Scuole, nuove chiusure a tempo indeterminato

Contagi: dieci nuovi casi in città e i contagi nei paesi della provincia aumentano, pur con numeri bassi

ORISTANO. In città c’è rimasto poco da chiudere, in provincia la situazione è in apparenza migliore. Le osservate speciali sono le scuole e la fine delle vacanze di Pasqua per molti studenti non ha coinciso con il ritorno in aula.

La situazione epidemiologica, a Oristano, è in costante peggioramento e, sebbene i numeri assoluti non siano da allarme rosso, i risultati incoraggianti delle settimane di zona bianca sono ormai un ricordo sbiadito.

Nel tardo pomeriggio di ieri i dati comunicati dal sindaco Lutzu tornano in doppia cifra, con dieci nuovi positivi accertati e un paziente guarito. 119 i cittadini positivi a Oristano in questo momento dunque, mentre 739 sono le persone guarite.

Dall’inizio dell'emergenza si contano 873 casi e, fatto abbastanza preoccupante, il 10 per cento dei casi globali è stato scoperto nella settimana tra il 31 marzo e il 7 aprile, nonostante l'allentamento dei controlli a Pasqua.
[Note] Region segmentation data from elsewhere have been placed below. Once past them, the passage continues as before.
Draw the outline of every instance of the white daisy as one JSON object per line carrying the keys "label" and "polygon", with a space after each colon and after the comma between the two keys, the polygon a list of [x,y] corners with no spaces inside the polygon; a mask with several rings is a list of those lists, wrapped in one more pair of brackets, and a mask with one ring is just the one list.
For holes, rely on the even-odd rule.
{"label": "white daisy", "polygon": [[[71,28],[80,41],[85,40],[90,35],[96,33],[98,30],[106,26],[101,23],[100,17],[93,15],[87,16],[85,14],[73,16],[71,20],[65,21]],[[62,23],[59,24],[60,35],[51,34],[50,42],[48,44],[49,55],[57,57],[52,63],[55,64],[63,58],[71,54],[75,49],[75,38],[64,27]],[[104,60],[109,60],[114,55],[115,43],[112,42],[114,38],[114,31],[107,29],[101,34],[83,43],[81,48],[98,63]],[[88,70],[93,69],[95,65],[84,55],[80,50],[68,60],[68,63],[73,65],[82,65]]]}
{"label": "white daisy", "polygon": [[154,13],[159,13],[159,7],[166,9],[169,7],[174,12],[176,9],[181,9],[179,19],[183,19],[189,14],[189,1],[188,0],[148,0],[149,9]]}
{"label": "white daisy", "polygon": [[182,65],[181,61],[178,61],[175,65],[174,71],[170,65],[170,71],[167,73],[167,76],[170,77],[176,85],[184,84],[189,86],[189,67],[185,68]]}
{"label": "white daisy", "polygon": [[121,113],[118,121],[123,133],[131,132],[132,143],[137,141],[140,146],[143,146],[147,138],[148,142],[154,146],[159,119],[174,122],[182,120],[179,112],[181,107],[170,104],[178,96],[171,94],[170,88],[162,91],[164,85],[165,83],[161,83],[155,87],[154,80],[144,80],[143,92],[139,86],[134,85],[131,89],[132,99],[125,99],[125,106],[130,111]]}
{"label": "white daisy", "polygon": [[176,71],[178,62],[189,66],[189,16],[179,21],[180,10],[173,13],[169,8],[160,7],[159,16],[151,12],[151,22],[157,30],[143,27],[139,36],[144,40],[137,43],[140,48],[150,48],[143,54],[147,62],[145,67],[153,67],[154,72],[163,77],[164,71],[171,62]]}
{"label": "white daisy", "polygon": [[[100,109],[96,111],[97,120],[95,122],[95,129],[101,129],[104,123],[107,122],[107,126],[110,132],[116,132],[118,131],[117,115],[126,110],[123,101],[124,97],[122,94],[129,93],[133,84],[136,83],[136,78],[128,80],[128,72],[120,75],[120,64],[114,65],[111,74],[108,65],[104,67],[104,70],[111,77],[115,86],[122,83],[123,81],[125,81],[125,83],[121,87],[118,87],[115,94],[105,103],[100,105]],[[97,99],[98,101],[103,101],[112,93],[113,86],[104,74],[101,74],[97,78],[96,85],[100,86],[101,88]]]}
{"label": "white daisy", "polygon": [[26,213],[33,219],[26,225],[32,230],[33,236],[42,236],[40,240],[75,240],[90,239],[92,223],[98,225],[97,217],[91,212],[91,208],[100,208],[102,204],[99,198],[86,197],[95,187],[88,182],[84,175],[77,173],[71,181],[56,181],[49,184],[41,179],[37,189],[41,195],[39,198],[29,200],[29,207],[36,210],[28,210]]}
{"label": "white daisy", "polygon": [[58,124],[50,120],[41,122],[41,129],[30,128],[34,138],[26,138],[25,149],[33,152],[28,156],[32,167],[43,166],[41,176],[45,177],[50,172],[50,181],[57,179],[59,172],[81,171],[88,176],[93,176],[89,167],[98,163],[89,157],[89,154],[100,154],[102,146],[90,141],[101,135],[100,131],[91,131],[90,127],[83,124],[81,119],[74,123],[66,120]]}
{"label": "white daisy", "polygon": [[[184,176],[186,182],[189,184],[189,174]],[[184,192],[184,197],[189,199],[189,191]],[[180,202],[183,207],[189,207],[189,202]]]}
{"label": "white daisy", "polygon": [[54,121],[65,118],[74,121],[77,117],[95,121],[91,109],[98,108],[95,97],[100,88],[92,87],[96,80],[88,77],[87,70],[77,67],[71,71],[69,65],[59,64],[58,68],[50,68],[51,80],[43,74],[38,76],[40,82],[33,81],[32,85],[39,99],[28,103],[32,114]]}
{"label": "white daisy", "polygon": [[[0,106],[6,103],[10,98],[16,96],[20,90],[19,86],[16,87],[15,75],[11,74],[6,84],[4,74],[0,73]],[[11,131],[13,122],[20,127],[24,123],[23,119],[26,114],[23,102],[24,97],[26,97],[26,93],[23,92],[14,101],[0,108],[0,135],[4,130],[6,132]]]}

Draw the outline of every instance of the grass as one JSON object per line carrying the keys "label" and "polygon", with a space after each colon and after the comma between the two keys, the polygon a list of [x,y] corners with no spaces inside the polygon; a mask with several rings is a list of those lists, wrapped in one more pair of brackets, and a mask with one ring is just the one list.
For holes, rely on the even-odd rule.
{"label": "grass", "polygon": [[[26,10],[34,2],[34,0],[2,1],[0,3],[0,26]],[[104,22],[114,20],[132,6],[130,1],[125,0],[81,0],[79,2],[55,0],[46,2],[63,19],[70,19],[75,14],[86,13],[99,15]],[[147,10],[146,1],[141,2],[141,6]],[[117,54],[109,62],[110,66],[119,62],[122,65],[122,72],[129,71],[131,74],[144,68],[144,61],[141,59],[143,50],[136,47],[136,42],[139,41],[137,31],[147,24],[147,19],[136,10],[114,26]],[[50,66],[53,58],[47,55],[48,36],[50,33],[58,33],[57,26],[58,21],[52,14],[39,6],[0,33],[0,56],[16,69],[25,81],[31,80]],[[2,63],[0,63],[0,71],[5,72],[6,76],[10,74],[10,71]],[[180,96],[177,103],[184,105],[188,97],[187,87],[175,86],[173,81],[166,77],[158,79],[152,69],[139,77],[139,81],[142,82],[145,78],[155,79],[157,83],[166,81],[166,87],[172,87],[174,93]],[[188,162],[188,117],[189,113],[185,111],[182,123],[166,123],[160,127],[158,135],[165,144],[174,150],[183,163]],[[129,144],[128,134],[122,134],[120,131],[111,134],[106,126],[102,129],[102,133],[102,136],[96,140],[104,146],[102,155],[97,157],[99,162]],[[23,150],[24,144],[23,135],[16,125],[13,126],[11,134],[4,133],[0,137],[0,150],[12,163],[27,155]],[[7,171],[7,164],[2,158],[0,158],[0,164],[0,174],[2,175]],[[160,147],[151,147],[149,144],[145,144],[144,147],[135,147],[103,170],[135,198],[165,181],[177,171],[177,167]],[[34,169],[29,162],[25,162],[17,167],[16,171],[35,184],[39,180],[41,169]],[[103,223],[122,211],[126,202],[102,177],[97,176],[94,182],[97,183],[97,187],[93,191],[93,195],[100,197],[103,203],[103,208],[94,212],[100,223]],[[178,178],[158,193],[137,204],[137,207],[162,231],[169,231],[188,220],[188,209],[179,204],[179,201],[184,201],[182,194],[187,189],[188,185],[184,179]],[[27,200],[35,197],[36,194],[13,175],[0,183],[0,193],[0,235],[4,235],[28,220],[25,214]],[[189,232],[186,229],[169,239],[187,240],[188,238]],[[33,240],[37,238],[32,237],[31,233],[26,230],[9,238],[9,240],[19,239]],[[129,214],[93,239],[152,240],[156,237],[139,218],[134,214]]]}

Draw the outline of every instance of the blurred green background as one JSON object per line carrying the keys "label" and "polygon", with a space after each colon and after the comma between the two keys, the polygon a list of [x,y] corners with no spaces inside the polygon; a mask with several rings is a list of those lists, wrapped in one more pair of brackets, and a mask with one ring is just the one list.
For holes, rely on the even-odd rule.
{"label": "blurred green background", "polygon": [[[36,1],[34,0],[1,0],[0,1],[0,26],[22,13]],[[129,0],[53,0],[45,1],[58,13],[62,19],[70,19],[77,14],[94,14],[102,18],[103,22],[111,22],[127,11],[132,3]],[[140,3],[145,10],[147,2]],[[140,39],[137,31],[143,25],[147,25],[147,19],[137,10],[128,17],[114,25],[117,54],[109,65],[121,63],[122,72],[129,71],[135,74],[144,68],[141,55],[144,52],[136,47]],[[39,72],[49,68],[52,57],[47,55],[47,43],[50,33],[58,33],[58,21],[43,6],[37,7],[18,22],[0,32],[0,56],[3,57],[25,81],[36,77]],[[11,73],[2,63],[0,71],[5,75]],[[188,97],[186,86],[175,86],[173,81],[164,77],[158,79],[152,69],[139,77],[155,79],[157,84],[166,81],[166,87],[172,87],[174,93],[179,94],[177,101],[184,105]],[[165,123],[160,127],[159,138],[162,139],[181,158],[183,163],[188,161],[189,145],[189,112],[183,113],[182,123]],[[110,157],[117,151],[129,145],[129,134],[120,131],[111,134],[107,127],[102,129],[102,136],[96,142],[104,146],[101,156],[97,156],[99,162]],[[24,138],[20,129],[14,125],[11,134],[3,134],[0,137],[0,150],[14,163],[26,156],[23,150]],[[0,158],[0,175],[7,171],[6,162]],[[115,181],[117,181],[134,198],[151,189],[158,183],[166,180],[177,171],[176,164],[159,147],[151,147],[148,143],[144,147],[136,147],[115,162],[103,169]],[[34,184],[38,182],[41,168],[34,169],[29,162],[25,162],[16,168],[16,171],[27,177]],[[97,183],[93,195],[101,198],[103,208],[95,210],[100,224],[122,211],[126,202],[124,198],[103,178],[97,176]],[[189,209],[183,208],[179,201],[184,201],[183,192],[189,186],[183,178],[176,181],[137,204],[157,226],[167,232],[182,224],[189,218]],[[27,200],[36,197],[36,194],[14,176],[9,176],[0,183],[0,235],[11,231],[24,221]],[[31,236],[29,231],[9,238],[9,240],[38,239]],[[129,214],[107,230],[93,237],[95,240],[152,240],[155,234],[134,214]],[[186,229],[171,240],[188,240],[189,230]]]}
E sono le scuole al centro dell'attenzione. Ieri il sindaco Lutzu ha emesso un'ordinanza per chiudere, a partire da oggi, tutti i plessi dell'istituto comprensivo numero 3.

La notizia non era inaspettata, martedì sera dodici classi della media “Deledda”, ospitate nelle scuole di via Solferino e via Marconi, erano finite in didattica a distanza a causa dei casi di positività e dei tanti docenti in quarantena. Da oggi chiudono le materne di via Lanusei e le elementari di via Amsicora.

La decisione di Lutzu è arrivata dopo le comunicazioni della dirigente Pasqualina Saba e la raccomandazione dell'Ats e le scuole, prima di riaprire i battenti, dovranno essere sanificate. La situazione non è delle migliori anche allo scientifico “Mariano IV”, dove non c'è stata alcuna chiusura ma ci sono al momento cinque classi in quarantena, a causa di alcuni contagi accertati fra studenti e docenti. Attività regolare per tutti gli altri e nessun allarme.

Nel tardo pomeriggio di martedì, invece, l'Azienda sanitaria aveva disposto lo stop all'attività didattica in presenza del liceo classico “De Castro”.

«In questo momento – spiega il dirigente Pino Tilocca – ci sono stati comunicati quattro casi di positività fra gli studenti e uno fra il personale amministrativo. La scuola è aperta, tutte le classi sono in didattica a distanza e la segreteria sta lavorando in smart working».

Situazionenon allarmante, ma che comunque ha spinto l'Ats ad agire con la massima precauzione, mentre non ha subito alcuna variazione l'attività dell’Artistico. «I casi sono pochi, la sensazione è che il virus stia girando nelle famiglie e non a scuola. Diciamo che la situazione è instabile, meglio stare attenti. Speriamo che da lunedì si possa riaprire». Se in città siamo a doppia cifra, il virus è ricomparso anche a Cuglieri, Terralba, S.N.Arcidano, abbasanta, Marrubiu, Bonarcado.(dav.pi.)